The university has constant funding battles with the state and, in part because it doesn’t have a flagship school, the SUNY divisions have trouble marketing themselves to high school students and outsiders. Nancy Zimpher, the chancellor of the system, is trying to fix that. According to the article:
For much of this year, Dr. Zimpher has been crisscrossing New York State, PowerPoint engaged, promoting “The Power of SUNY,” with its pragmatic and somewhat buzzy bullet points — “SUNY and the Entrepreneurial Century,” “SUNY and the Seamless Education Pipeline,” “SUNY and the World” — about the university as economic and community-building engine for tough times. Dr. Zimpher is somewhat famous in higher education as a tireless and creative marketer.
“My belief is that to move an organization forward you have to have a common, comprehensive and ambitious agenda,” Dr. Zimpher said. “It has to be aspirational. It has to move you. I think the full manifestation of SUNY is underexposed and underexploited.
Apparently something has to change at SUNY, but Zimpher’s not quite sure what. It’s a constant tension at a university that’s only about 60 years old. One of the last state universities created in America, it’s got 64 campuses, some of them research universities, some of them liberals arts colleges, some of them specialized schools, and some of them community colleges.

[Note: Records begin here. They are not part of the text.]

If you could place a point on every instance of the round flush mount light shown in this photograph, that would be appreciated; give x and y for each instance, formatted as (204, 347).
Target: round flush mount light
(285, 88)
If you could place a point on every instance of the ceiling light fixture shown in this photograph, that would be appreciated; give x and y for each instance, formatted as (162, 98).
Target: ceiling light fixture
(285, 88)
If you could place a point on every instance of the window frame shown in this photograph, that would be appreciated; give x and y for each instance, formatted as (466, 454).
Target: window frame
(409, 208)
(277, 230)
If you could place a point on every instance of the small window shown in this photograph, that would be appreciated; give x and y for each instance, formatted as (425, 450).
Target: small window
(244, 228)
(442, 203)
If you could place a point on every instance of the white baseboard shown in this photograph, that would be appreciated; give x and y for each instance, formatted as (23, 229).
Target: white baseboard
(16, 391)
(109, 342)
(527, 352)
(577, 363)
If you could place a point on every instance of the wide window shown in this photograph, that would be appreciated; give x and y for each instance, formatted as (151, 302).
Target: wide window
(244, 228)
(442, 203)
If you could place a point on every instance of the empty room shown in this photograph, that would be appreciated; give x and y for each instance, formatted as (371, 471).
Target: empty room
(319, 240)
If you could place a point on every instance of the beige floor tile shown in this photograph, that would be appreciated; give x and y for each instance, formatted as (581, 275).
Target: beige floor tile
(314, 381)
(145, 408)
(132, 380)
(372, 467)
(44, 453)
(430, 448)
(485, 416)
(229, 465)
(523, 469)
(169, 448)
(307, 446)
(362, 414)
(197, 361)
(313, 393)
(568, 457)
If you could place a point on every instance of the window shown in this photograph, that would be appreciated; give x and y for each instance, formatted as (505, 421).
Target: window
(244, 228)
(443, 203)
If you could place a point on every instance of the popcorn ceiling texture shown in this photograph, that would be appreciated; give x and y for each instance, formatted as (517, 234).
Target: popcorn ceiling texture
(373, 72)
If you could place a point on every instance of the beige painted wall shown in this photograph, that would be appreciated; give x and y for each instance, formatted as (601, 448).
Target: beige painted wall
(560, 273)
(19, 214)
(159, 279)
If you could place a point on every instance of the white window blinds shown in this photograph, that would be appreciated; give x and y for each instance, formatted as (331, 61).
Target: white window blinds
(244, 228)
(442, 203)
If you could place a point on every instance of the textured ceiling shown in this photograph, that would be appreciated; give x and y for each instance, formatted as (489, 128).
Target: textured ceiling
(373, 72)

All of this was fine as long as the money kept flowing from the state (the system was tuition free until 1963), but now that it’s drying up ($634 million less in state funds over the last three years), many SUNY schools want branch out and become more distinct, in part in hopes of capturing private money. The recent efforts of one potential SUNY Stony Brook funder highlight how this works. More money in private donations means more money for the school, but it essentially means giving up on the whole concept of the state university.
Phillip Smith of the United University Professions union said that private partnerships tend not to work out for public universities: “The public-private partnerships the university has entered into in the past… not only have they not brought significant and continuing dollars into the university, but instead have caused a long-term drain on university revenues and financial resources.”
But at this point private partnerships are looking like the best option for many public schools. New York State used to cover about 80 percent of SUNY costs. Now it’s down to near 30 percent.